Conversely, the evidence that any atypical antipsychotic causes a reduction in basal ganglia volumes below pretreatment levels remains questionable. Some groups have speculated that clozapine reduces basal ganglia volumes in animals
(34) and humans
(8,
10,
11). The clozapine trials with human subjects were confounded by switches from typical antipsychotics, and the animal study was based on D
2 receptor autoradiography, which may not be optimal for accurate volume estimation. The current data do not support the hypothesis of basal ganglia reduction from a never-treated baseline, at least for risperidone.
We and others
(20, 35–
37) have documented preexisting movement disorders in some drug-naive patients. Preexisting movement disorders in schizophrenia may be masked by antipsychotic drug effects, particularly those of typical antipsychotic medications. In the present study, 10 of 11 of the chronically treated patients had extrapyramidal symptoms. Of the first-episode patients in this study, 10 of 23 had extrapyramidal symptoms at baseline. This is a higher proportion than we reported previously
(20) and suggests a subtle underlying basal ganglia dysfunction in schizophrenia. Overall, the patients experienced improvement of extrapyramidal symptoms with risperidone.
The finding of no difference in basal ganglia volumes between the first-episode patients with and without extrapyramidal symptoms is in contrast to the higher basal ganglia volumes in the chronically treated patients with extrapyramidal symptoms. Enlargement of basal ganglia structures following treatment with typical antipsychotics may be closely related to the likelihood of movement disorders with traditional antipsychotic medications. The relationship of extrapyramidal symptoms and pretreatment basal ganglia volumes remains unclear.
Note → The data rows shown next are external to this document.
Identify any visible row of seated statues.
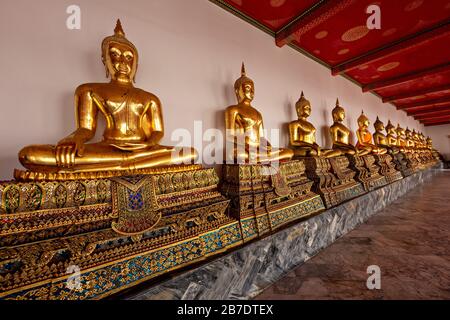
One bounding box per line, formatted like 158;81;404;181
0;21;438;299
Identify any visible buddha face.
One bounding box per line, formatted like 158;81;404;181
374;122;389;132
106;42;135;81
296;103;311;118
358;117;370;130
236;81;255;102
332;107;345;122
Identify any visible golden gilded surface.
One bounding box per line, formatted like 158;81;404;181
18;20;197;178
356;112;387;154
289;91;342;158
384;120;399;152
225;64;294;164
395;124;406;151
330;99;368;155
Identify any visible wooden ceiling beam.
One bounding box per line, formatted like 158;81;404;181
414;109;450;120
421;116;450;123
396;97;450;110
423;120;450;127
406;103;450;116
383;83;450;103
362;62;450;92
275;0;356;47
331;20;450;76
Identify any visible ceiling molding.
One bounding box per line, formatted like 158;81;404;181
423;120;450;127
331;20;450;76
414;109;450;120
362;62;450;92
275;0;356;47
405;103;450;116
397;97;450;110
383;83;450;103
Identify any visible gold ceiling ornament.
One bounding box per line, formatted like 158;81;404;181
341;25;370;42
270;0;286;8
377;61;400;72
315;30;328;40
405;0;423;12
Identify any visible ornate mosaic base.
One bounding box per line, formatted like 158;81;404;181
0;169;236;299
241;195;325;241
0;222;242;300
375;154;403;183
302;156;365;208
347;154;387;191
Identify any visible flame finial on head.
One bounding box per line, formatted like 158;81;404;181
114;19;125;37
101;19;139;81
234;62;254;90
295;91;311;113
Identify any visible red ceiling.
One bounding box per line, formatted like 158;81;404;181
211;0;450;125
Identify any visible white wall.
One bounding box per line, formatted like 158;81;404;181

There are several limitations to the present study. First, the results may have been influenced by the MRI acquisition protocol, slice thickness, the presence of interslice gaps, and the clarity of the white-to-gray tissue contrast. Typically, volumes acquired from two-dimensional and three-dimensional MRIs produce lower basal ganglia volumes than are found in postmortem studies
(3,
4,
38). The volumes and error variances obtained in the present study are similar to values determined by imaging protocols with thinner coronal slices
(5,
8,
14,
39). Interstudy comparisons do not indicate that slice thickness affects the accuracy or reliability of basal ganglia volume acquisition. Both accuracy and reliability of basal ganglia volumes are most affected by measurement methods. Our measurement protocols were clearly defined and highly reliable (ICC>0.90 for all regions). Second, subtle differences in basal ganglia morphology are difficult to identify in small study groups. The present study had a relatively small number of subjects because of the inherent difficulty in obtaining appropriate subjects and keeping subjects involved during follow-up. Third, if progressive changes in the basal ganglia are occurring over the early years of illness, we may not have detected differences between the healthy volunteers and patients with schizophrenia in the relatively short follow-up period of 1 year. However, as already noted, studies of nonhuman subjects suggest that changes related to treatment with typical antipsychotics occur relatively rapidly.
There are several implications of the present results. Typical antipsychotics are associated with extrapyramidal symptoms, which appear to be related to enlargement of the basal ganglia. While motor disturbances may also be present in never-medicated patients with schizophrenia, the structural correlates are less clear. Last, the effects of risperidone on basal ganglia structures appear to be different from those of typical antipsychotics. These observations suggest there may be lasting advantages to the use of risperidone (and possibly other atypical antipsychotics) in first-episode schizophrenia.